You and your partner may choose to have your estates going to each other outright in the first instance and then upon the survivor’s death, trusts can be created with each of your children as a primary beneficiary of the trust and your grandchildren as secondary beneficiaries (if one or more of your children predecease you).

The assets that fall into the trust will not be owned by the beneficiaries, so they will generally be protected in the event of bankruptcy and/or Family Court proceedings. The beneficiaries can also share the income from investments of the trust capital with the other beneficiaries of the trust (eg. children or grandchildren) to minimise the income tax on that income.

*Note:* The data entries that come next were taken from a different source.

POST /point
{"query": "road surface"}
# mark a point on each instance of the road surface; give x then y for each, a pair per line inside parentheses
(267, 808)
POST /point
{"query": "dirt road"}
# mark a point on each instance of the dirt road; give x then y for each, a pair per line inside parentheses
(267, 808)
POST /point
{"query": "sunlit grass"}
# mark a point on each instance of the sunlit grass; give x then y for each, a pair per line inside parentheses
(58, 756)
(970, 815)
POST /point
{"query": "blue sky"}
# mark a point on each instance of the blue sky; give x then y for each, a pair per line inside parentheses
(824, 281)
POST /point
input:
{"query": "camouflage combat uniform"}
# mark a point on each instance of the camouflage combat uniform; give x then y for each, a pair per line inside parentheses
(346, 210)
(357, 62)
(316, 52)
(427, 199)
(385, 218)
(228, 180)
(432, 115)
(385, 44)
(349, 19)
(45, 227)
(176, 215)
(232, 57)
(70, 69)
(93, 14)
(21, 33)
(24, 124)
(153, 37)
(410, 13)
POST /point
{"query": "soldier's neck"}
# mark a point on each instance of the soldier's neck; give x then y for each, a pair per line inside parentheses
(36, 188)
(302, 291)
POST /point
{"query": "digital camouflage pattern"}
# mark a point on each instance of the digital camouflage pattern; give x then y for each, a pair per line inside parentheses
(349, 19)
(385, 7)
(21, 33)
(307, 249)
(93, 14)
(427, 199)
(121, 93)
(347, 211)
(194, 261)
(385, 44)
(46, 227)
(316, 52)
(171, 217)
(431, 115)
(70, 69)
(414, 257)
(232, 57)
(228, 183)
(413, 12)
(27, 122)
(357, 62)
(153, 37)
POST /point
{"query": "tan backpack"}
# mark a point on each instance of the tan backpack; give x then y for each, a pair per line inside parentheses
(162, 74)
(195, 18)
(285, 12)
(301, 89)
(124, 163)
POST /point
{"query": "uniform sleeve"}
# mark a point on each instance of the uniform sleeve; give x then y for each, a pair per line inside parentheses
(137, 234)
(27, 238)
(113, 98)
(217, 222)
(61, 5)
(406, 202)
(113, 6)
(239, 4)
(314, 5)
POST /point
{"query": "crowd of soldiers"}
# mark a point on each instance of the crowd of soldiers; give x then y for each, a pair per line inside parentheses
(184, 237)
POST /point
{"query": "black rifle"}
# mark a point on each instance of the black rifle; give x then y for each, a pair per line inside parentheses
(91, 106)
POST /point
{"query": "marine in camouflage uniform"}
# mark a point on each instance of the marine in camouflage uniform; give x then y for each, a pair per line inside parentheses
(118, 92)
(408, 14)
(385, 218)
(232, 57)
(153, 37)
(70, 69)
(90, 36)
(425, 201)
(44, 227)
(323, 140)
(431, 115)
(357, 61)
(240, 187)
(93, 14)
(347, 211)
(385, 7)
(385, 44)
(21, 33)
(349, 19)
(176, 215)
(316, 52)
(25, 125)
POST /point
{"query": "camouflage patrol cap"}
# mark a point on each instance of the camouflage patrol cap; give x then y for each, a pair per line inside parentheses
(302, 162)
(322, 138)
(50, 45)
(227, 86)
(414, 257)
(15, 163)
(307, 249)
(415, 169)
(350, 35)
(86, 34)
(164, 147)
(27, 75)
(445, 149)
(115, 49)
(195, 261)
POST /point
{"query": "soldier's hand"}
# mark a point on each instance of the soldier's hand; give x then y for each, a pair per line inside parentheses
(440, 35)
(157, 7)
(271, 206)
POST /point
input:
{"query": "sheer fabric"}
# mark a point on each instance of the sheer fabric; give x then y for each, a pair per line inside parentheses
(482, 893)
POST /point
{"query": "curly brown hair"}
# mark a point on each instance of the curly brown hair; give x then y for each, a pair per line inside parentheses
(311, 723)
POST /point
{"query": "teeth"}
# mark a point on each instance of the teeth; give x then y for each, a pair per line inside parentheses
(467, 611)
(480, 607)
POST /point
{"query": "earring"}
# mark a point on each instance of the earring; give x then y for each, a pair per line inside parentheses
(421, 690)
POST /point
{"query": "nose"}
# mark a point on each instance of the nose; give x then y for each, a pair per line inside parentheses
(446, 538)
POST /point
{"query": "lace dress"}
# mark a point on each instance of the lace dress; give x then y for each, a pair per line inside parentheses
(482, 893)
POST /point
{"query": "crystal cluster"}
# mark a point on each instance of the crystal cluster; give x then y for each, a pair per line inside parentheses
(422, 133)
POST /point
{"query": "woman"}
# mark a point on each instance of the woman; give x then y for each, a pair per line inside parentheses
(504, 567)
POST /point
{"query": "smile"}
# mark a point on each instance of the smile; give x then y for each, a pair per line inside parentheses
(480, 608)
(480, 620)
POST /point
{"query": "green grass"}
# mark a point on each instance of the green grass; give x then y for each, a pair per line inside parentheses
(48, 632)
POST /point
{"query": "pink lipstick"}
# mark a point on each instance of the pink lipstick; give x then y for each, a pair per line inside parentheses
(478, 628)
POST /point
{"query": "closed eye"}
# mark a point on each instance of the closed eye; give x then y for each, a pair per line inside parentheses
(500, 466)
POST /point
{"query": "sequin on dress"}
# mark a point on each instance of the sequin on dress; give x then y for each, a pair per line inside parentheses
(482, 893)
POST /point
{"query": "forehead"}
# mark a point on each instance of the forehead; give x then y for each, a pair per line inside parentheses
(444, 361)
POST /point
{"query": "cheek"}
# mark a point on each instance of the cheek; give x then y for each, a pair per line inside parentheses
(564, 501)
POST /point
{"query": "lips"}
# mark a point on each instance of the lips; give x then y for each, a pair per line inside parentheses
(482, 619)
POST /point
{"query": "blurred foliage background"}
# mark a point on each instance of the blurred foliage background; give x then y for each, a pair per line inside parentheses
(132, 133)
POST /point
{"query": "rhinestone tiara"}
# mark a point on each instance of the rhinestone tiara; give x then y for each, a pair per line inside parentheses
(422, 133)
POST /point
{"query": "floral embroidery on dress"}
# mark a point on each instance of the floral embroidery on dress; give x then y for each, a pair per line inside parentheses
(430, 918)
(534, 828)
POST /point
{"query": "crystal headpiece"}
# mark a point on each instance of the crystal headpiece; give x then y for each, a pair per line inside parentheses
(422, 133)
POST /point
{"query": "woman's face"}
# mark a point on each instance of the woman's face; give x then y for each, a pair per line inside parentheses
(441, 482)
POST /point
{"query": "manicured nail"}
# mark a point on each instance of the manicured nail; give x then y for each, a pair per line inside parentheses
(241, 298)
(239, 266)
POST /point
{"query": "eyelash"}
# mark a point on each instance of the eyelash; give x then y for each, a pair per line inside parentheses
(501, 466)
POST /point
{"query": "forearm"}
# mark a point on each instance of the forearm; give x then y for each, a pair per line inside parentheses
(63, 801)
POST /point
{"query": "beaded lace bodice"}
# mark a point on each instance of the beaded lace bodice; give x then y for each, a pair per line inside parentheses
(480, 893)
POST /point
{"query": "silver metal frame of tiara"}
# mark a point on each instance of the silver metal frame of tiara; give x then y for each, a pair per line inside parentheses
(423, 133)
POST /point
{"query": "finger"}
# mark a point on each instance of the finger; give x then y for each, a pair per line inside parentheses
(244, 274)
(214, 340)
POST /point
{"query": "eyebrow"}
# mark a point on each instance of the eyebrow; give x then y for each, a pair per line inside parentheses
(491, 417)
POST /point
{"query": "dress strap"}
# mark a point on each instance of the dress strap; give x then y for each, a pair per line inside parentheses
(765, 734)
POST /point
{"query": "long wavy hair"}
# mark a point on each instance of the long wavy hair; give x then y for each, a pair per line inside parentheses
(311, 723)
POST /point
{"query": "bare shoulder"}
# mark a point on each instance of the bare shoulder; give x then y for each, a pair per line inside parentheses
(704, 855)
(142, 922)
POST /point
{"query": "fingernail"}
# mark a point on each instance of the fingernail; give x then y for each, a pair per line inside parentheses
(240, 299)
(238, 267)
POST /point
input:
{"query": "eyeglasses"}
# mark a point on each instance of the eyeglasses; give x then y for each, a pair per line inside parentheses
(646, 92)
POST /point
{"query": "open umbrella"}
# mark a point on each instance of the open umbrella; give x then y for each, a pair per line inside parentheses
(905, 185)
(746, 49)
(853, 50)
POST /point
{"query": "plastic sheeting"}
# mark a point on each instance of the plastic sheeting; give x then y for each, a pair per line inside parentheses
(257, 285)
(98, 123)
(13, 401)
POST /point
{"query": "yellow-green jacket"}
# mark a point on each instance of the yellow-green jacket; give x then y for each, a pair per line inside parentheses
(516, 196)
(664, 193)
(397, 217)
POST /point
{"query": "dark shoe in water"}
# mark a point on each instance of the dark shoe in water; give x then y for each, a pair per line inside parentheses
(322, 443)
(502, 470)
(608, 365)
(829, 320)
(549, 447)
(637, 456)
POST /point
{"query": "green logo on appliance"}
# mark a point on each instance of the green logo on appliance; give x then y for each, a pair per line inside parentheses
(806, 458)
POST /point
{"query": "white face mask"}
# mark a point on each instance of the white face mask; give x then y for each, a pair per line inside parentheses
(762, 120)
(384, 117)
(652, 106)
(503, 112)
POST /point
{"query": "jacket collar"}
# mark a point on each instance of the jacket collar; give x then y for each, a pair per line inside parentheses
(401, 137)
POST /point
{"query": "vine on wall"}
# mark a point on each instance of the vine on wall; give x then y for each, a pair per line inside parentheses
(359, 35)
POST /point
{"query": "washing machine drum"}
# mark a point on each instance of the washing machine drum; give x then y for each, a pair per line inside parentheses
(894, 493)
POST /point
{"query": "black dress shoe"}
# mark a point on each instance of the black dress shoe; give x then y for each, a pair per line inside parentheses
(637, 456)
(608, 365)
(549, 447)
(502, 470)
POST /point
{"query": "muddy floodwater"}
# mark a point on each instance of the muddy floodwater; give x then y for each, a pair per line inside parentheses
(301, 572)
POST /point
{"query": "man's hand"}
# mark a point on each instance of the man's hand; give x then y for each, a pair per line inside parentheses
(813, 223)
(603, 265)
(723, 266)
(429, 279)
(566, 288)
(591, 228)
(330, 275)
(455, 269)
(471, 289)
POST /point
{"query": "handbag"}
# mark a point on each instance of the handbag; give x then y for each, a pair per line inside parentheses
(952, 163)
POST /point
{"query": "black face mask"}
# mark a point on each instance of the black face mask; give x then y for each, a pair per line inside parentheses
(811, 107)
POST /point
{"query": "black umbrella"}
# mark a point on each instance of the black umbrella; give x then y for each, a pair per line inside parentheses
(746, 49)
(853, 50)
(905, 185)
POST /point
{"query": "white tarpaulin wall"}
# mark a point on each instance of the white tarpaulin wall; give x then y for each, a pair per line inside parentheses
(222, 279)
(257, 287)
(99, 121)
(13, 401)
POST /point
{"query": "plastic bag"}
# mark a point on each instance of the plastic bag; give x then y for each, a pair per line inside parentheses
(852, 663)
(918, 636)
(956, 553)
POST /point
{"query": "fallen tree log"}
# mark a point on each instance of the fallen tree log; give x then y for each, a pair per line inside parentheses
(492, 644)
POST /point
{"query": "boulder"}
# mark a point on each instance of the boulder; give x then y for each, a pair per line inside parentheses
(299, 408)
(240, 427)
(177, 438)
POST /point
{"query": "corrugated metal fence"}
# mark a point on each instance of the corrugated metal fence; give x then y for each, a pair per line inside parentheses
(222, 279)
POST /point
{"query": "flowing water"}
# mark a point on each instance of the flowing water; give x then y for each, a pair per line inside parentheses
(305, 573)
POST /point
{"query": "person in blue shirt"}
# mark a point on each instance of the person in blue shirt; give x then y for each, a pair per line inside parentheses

Click here to download a document which summarises testamentary trusts and their many benefits.

Power of Attorney

A Power of Attorney is just as important as a will. It enables your financial affairs to be managed when you are unable to or do not want to conduct them personally. This might occur when you are unwell, travelling or simply do not wish to be burdened with the day-to-day management of your affairs.

An Enduring Power of Attorney enables another person to act on your behalf in respect of financial matters in case of emergency/mental incapacity/disability. It will still operate in the case of mental incapacity. The Enduring Power of Attorney can be used in all sorts of circumstances, say if you are away and the attorney needs to talk to a bank or insurance company about something in your name, or if you are in an accident and your attorney needs to sell your property to pay for medical expenses.

You can nominate when the Enduring Power of Attorney comes into effect eg. immediately upon signing or once a medical practitioner advises that you are not able to make decisions for yourself. You can also appoint more than one person to be your attorney or one person in the first instance and a second person or persons as a backup, in case the first person cannot act.

A General Power of Attorney operates in limited circumstances and is most often created to deal with a specific transaction, say if you are buying property but travelling overseas so you need your attorney to sign documents for you while you are away. It ceases to have operation if the principal loses capacity.

Company Power of Attorney

An Enduring Power of Attorney allows another person to be appointed to manage your personal assets and financial-related matters in the event of incapacity but cannot be used to make decisions on your behalf in your capacity as director of a company.

If you are a sole director, and particularly if your company operates a business, it is vital that you put in place a Company Power of Attorney appointing someone to make decisions on behalf of the company if you are not able to.

The company power of attorney is in the form of a deed and must be signed in conjunction with minutes of a director’s meeting approving the signing of the deed. At the meeting, the directors will approve the appointment of the attorney and resolve that the company execute the document.

Appointment of Enduring Guardian

An Appointment of Enduring Guardian operates in a similar manner to an Enduring Power of Attorney, but it relates to health, medical and lifestyle decisions such as deciding the type of medical treatment you will receive, if you need to be placed into care, where you will live etc.

The document only operates once capacity is lost and only for the period you do not have capacity. You can also appoint a backup enduring guardian or enduring guardians if the first person is unable to act.

Advance Care Directive

Whilst the Appointment of Enduring Guardian establishes the legal appointment for someone to make health and medical decisions, an Advance Care Directive provides scope and context for the types of decisions to be made.

It is an important way of telling people what your wishes are regarding the types of treatments and healthcare that you would like or refuse. If it is valid, it must be followed.